Developing with the Engine#

Some advanced users are interested in developing with the engine, usually to contribute new GMPEs and sometimes to submit a bug fix. There are also users interested in implementing their own customizations of the engine. This part of the manual is for them.

Prerequisites#

It is assumed here that you are a competent scientific Python programmer, i.e. that you have a good familiarity with the Python ecosystem (including pip and virtualenv) and its scientific stack (numpy, scipy, h5py, …).

Since engine v2.0 there is no need to know anything about databases and web development (unless you want to develop on the WebUI part) so the barrier for contribution to the engine is much lower than it used to be. However, contributing is still nontrivial, and it absolutely necessary to know git and the tools of Open Source development in general, in particular about testing. If this is not the case, you should do some study on your own and come back later. There is a huge amount of resources on the net about these topics. Familiarity with the standard Python coding guidelines (PEP8) is expected. The engine enforces a few additional constraints:

functions and methods can have at most 90 lines
functions and methods can have at most 16 arguments

Pull requests breaking the above constraints will break the automatic tests executed by GitHub, i.e. the GitHub Actions.

This manual will focus solely on the OpenQuake engine and it assumes that you already know how to use it, i.e. you have read the User Manual first. It is also useful to have an idea of the architecture of the engine and its components, like the DbServer and the WebUI. For that you should read the Architecture of the OpenQuake engine section.

There are also external tools which are able to interact with the engine, like the QGIS plugin to run calculations and visualize the outputs and the IPT tool to prepare the required input files (except the hazard models). Unless you are developing for such tools you can safely ignore them.

The first thing to do#

The first thing to do if you want to develop with the engine is to remove any non-development installation of the engine that you may have. While it is perfectly possible to install on the same machine both a development and a production instance of the engine (it is enough to configure the ports of the DbServer and WebUI) it is easier to work with a single instance. In that way you will have a single code base and no risks of editing the wrong code. A development installation the engine works as any other development installation in Python: you should clone the engine repository, create and activate a virtualenv and then perform a pip install -e . from the engine main directory, as normal.

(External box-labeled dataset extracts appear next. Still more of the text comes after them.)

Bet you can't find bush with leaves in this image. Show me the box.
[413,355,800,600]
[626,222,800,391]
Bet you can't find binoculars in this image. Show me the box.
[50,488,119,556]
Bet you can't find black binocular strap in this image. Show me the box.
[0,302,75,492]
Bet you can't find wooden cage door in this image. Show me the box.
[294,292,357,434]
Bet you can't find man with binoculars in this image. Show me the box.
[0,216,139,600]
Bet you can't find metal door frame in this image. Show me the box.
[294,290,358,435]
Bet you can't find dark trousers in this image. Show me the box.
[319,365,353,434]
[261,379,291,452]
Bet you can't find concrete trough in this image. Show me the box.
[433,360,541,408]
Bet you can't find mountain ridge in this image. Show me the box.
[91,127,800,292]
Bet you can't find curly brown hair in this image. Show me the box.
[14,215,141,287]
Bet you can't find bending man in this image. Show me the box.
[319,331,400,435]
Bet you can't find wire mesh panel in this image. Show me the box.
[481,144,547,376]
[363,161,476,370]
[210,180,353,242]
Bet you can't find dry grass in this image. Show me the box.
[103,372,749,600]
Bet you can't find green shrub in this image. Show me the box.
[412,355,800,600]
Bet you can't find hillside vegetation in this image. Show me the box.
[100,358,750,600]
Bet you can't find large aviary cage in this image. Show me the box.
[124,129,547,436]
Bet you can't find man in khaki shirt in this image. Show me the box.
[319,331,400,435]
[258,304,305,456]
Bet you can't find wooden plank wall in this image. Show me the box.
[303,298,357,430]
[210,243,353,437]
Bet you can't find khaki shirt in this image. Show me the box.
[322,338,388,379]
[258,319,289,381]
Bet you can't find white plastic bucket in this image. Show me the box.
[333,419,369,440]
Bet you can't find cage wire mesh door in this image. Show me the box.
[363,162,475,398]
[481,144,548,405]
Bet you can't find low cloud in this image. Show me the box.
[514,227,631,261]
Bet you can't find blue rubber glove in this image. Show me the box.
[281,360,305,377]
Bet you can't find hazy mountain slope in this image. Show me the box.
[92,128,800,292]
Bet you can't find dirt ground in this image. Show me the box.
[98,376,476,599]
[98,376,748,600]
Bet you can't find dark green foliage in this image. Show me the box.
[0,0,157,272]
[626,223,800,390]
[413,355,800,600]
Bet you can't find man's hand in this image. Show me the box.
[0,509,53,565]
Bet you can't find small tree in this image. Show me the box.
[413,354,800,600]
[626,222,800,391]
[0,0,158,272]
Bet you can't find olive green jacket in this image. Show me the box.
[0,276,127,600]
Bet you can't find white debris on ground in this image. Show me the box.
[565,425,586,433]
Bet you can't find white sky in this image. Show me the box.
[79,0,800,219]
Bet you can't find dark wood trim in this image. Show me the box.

You can find the details here:

development page

It is also possible to develop on Windows (development page) but very few people in GEM are doing that, so you are on your own, should you encounter difficulties. We recommend Linux, but Mac also works.

Since you are going to develop with the engine, you should also install the development dependencies that by default are not installed. They are listed in the setup.py file, and currently (January 2020) they are pytest, flake8, pdbpp, silx and ipython. They are not required but very handy and recommended. It is the stack we use daily for development.

Understanding the engine#

Once you have the engine installed you can run calculations. We recommend starting from the demos directory which contains examples of hazard and risk calculations. For instance you could run the area source demo with the following command:

$ oq run demos/hazard/AreaSourceClassicalPSHA/job.ini

You should notice that we used here the command oq run while the engine manual recommends the usage of oq engine --run. There is no contradiction. The command oq engine --run is meant for production usage, but here we are doing development, so the recommended command is oq run which will will be easier to debug thanks to the flag --pdb, which will start the python debugger should the calculation fail. Since during development is normal to have errors and problems in the calculation, this ability is invaluable.

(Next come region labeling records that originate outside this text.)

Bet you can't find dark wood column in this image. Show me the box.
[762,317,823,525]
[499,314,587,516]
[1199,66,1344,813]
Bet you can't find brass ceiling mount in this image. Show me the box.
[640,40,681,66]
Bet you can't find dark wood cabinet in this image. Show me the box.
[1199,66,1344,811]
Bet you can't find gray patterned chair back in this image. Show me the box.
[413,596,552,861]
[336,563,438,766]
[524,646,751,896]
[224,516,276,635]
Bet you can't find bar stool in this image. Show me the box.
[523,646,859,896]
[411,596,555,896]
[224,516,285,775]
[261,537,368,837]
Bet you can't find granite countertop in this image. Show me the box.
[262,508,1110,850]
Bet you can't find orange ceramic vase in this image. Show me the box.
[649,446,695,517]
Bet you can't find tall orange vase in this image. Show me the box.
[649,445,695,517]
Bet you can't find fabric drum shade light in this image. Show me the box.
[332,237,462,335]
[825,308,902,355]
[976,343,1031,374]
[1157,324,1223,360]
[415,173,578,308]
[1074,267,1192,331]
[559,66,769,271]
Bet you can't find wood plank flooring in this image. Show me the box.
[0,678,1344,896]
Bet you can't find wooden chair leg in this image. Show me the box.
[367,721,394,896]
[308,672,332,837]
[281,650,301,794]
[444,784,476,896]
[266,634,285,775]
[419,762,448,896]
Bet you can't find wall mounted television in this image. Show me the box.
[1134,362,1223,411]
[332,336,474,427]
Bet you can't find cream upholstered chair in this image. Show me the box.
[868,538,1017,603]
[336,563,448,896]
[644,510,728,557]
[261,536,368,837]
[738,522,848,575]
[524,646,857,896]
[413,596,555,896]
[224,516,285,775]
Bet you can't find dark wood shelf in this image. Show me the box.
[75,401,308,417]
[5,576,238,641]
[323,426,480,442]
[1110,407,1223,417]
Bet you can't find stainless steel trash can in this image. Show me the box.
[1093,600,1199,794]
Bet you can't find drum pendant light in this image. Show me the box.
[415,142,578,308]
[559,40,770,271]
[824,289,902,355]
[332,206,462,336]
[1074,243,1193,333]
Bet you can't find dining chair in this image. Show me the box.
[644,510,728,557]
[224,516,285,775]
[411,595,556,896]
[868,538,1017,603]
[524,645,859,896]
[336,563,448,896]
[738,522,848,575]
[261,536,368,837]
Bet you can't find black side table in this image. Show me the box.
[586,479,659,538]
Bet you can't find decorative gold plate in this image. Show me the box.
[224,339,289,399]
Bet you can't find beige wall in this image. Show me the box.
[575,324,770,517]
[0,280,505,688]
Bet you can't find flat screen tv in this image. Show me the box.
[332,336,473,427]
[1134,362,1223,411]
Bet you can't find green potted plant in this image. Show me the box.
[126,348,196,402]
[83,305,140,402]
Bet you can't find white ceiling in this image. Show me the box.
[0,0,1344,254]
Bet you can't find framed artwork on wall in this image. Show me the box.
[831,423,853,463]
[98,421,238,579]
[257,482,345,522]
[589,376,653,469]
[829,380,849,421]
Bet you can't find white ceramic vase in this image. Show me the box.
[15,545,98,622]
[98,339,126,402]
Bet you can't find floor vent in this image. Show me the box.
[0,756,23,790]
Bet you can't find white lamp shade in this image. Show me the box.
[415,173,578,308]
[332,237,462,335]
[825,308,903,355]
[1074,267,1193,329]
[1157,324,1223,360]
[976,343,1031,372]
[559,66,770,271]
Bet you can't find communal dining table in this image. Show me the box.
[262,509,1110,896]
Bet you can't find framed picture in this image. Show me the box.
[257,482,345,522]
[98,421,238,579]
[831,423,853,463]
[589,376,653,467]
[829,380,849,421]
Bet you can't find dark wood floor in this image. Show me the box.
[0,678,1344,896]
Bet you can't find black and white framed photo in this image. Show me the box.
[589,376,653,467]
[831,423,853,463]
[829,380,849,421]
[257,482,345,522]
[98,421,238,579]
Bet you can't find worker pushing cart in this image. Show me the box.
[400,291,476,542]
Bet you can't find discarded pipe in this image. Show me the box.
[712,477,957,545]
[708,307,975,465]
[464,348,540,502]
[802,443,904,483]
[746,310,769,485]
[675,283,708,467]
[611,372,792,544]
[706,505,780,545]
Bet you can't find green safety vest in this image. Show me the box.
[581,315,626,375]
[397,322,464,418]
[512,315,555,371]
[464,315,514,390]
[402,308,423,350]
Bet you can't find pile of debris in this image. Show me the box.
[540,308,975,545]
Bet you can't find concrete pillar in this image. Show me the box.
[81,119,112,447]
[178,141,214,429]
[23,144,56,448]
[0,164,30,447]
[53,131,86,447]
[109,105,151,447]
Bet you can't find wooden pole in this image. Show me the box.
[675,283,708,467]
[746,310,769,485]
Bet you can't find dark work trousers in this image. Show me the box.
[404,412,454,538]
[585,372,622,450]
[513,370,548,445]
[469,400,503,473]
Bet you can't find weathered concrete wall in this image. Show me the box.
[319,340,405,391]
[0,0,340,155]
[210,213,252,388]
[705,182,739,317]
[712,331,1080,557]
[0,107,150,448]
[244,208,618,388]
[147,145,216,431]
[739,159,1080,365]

If you want to understand what happened during the calculation you should generate the associated .rst report, which can be seen with the command $ oq show fullreport. There you will find a lot of interesting information that it is worth studying and we will discuss in detail in the rest of this manual. The most important section of the report is probably the last one, titled “Slowest operations”. For that one can understand the bottlenecks of a calculation and, with experience, the user can understand which part of the engine needs to optimize. Also, it is very useful to play with the parameters of the calculation (like the maximum distance, the area discretization, the magnitude binning, etc.) and see how the performance changes. There is also a command to plot hazard curves and a command to compare hazard curves between different calculations: it is common to be able to get big speedups simply by changing the input parameters in the job.ini of the model, without changing much the results.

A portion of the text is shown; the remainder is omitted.